Great post Nancy, though as you know we were doing "learning before, during and after" in BP in 1997 (and indeed earlier in BP Norway, and in the Virtual reamworking project) so I would shift your yellow box a little!
I think there another step, though I am not quite sure how to express it as a three-word phrase beginning with "leveraging" and ending with "knowledge". That is the step of introducing governance. That's the step that takes it from "working with knowledge" to "knowledge Management". It's the step that brings the M into KM.
Posted by: Nick Milton | May 03, 2009 at 09:59 AM
Nick,
I agree, BP was way ahead of the game, but I believe most organizations much before 2000 were still in that first category. Let's see what others say.
I'd love to hear more about your "other step" leveraging xxxxx Knowledge. Keep thinking about it. I'll post the second installment in about a week and maybe when all three are up we can have a conversation about what's missing.
Nancy
Posted by: Nancy Dixon | May 03, 2009 at 10:28 AM
This a great overview, Nancy. I've been in a similar, reflective mood about the path of organizational learning and knowledge, such as how to define KM for any given context or simply enjoy the ambiguities and contraditions.
Steve
Posted by: Steve | May 03, 2009 at 03:30 PM
Brilliant post Nancy.
Posted by: Rajagopal, Sukumar | May 05, 2009 at 10:26 PM
H'mm..! Thanks for this post, Nancy! I am looking forward to the rest of the series. I myself was pondering over the history of KM some months ago and came up with this post here - http://nirmala-km.blogspot.com/2008/08/thinking-about-kms-growth-as-concept.html [Would love to know what you think about my conclusions.]
Posted by: Nimmy | May 06, 2009 at 08:14 PM
In a knowledge based society, quality of knowledge is theoretically important provided it is valid knowledge; when it is propaganda, it can be a disturbing tool through which a knowledge-based society can be undermined, and destroyed - over time, if not immediately.
Moving from an agrarian to an industrial to a knowledge based society is extremely critical in that it presumes that the utility of knowledge based society has the same importance and function as a productive society based upon agrarian or industrial principles. When knowledge (or its accumulation, in theory, based upon merit)serves the purpose of deception and disguise, rather than truth, the result is propaganda which tends to be unreliable and destroys the purpose and productivity of those who produce it, as well as those who rely upon it.
The best example are scientific studies that are deceptive but which call for peer review, or reliance, upon which other scientists construct theorems intended to work, which may never work, because the underlying data was wrong, filled with errors, or overtly deceptive. In short, they may generate profits and fame but have no enduring value. The same could be said of Audit and Accounting reports that others rely upon to estimate market share, or share value, and earnings that are embedded into the marketplace for investments and private placements for raising capital. Many banks, government, and industries rely upon valid data from legitimate and honest sources to make such decisions. If what they receive is propaganda, and dishonest data, there is no way the data can have solid, enduring value. They may be good for profits and promotion of the moment, but lack efficacy for anything else.
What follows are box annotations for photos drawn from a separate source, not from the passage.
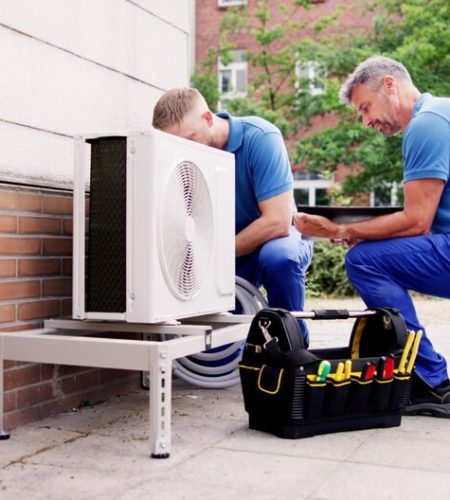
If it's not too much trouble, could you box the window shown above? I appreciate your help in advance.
[219,50,247,99]
[295,61,325,95]
[218,0,248,7]
[294,171,333,206]
[370,182,399,207]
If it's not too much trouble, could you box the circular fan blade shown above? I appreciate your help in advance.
[159,161,214,300]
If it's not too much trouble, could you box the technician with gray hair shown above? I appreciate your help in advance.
[294,56,450,418]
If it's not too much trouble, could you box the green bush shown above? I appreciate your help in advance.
[306,240,357,297]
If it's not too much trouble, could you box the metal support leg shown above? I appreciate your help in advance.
[0,336,10,439]
[149,343,172,458]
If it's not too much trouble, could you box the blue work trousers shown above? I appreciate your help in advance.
[346,234,450,387]
[236,226,313,340]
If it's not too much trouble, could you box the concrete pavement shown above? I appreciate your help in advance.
[0,299,450,500]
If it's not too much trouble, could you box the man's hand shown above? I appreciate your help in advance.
[292,212,341,240]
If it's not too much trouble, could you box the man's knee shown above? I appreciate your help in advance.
[259,240,312,279]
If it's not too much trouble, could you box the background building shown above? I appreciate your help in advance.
[195,0,372,205]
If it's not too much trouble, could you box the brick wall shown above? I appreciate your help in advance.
[0,184,139,429]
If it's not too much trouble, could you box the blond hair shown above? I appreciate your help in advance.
[152,87,208,130]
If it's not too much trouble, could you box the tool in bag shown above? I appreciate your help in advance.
[239,308,421,438]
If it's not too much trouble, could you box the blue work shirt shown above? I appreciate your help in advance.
[402,93,450,233]
[217,112,294,234]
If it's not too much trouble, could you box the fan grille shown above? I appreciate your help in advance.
[159,161,214,300]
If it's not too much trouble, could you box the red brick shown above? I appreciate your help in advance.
[3,406,46,431]
[3,363,41,391]
[17,300,61,321]
[0,304,16,323]
[62,258,72,276]
[43,238,72,255]
[19,217,61,234]
[19,258,61,276]
[61,369,99,394]
[0,215,17,233]
[0,189,41,212]
[16,383,54,408]
[63,219,73,236]
[0,238,41,255]
[42,195,73,215]
[0,281,41,300]
[42,278,72,297]
[41,364,86,381]
[0,259,16,278]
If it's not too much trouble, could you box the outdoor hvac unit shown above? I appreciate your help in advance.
[73,130,235,323]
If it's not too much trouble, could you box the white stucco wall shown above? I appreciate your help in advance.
[0,0,194,187]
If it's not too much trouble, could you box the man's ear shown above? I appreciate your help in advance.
[202,109,213,127]
[383,75,397,93]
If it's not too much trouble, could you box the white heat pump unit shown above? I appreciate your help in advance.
[73,130,235,323]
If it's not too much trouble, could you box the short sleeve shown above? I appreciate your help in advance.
[250,131,293,202]
[403,111,450,182]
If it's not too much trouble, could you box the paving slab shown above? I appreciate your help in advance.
[0,299,450,500]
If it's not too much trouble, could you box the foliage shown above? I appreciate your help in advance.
[306,240,357,297]
[192,0,450,295]
[193,0,450,201]
[295,0,450,200]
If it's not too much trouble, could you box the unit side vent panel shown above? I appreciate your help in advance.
[86,137,127,313]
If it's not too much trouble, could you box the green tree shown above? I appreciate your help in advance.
[295,0,450,201]
[193,0,450,200]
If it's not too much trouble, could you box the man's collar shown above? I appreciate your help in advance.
[217,111,244,153]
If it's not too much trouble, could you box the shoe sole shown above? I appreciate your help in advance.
[402,403,450,418]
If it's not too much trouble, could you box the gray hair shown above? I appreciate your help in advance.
[339,56,412,104]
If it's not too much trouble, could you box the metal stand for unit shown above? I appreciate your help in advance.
[0,314,253,458]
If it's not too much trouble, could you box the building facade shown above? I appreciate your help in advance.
[195,0,372,205]
[0,0,195,429]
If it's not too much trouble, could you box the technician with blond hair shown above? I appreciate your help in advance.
[153,88,312,340]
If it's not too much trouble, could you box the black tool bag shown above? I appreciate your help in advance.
[239,309,414,438]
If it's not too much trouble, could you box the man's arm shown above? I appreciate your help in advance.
[236,190,292,257]
[294,179,444,240]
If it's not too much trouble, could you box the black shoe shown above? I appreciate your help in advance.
[403,374,450,418]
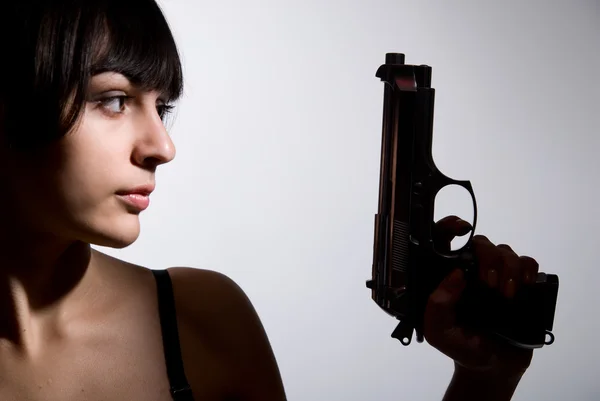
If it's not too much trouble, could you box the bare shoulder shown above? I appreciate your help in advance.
[168,267,286,401]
To the extent that Americans have just endured the outcome of this brand of knowledge mismangement may be the source of the banking bailout, Wall Street demise that has hit Americans, organizations, companies, and the nation hard, and unmercifully in the recognize of the result of devastating losses - and consequential lack of trust in all markets.
At what point does the work of any nation have little or no value?
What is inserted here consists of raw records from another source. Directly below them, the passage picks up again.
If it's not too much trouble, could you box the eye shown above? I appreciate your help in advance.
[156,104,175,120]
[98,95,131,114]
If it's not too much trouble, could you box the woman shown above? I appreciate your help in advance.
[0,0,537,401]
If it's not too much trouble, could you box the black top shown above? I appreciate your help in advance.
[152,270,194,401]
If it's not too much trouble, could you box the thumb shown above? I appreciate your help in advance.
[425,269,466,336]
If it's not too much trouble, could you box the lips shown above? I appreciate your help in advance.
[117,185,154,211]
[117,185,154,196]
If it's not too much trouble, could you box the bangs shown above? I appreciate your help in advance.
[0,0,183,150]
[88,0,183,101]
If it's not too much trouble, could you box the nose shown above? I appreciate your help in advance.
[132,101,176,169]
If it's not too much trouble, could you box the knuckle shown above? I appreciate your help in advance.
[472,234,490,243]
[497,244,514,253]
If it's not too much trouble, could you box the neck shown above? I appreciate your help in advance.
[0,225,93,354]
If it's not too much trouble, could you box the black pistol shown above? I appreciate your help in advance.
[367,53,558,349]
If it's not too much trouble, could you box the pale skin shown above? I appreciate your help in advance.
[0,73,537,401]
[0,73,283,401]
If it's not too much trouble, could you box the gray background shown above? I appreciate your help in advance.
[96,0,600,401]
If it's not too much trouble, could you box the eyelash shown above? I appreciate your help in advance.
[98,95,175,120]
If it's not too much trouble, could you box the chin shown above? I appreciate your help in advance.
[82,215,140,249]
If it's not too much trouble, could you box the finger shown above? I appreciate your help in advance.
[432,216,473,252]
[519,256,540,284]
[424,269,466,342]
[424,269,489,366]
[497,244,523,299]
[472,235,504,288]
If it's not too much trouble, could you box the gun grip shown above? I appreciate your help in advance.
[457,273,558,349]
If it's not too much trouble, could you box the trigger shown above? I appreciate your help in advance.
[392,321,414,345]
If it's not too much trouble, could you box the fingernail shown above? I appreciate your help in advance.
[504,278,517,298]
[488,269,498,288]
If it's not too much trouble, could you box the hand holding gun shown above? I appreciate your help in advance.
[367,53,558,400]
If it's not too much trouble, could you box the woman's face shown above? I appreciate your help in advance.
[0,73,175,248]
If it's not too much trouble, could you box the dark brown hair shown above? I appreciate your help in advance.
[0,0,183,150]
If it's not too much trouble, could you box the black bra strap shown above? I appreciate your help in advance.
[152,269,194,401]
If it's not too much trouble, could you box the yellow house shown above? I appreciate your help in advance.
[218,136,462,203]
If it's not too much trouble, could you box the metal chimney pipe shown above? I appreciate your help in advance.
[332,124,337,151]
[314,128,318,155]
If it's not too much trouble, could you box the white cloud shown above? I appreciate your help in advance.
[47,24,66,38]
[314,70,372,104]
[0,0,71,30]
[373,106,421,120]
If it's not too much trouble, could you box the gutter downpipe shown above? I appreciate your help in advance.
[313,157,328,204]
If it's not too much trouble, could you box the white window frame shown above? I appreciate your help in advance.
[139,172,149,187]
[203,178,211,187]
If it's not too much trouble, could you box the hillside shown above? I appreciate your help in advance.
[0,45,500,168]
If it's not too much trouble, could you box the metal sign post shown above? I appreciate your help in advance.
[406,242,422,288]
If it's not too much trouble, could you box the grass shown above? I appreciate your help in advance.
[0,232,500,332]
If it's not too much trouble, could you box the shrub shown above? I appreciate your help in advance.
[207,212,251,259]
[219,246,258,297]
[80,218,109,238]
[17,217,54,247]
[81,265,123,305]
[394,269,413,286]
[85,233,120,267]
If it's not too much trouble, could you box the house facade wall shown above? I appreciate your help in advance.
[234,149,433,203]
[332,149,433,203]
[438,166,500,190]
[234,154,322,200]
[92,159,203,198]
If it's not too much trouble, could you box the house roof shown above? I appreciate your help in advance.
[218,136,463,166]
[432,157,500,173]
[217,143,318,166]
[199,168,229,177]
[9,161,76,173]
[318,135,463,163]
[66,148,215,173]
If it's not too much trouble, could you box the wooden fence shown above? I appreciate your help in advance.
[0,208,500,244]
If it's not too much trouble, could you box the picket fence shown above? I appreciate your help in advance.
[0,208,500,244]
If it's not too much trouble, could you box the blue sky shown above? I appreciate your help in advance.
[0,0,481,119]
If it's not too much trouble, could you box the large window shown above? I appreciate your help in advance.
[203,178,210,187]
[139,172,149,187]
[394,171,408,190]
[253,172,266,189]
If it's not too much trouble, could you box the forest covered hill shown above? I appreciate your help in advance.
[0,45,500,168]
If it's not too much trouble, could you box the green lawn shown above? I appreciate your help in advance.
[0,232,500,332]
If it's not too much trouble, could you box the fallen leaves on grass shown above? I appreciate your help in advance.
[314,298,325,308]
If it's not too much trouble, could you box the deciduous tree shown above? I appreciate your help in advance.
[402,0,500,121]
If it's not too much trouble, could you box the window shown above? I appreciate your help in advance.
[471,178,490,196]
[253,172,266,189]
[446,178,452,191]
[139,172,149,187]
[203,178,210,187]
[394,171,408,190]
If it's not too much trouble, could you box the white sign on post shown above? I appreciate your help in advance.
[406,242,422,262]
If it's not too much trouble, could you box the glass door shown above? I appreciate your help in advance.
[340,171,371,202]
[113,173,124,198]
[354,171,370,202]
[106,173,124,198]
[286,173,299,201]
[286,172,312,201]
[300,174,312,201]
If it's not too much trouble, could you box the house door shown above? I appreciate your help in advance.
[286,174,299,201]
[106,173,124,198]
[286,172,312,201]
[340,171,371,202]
At the point where any productivity is bad productivity with no utility or value because of its quality and content. Where America goes after it moves its manufacturing overseas, and concentrates on its knowledge management productivity if that effort is poor, is once of the reasons that many question her future as an international power among nations of excellence.
If moving toward a useless society rather than a useful society doesn't bother government, it should, and it is of great consequence to all Americans, today and in the future.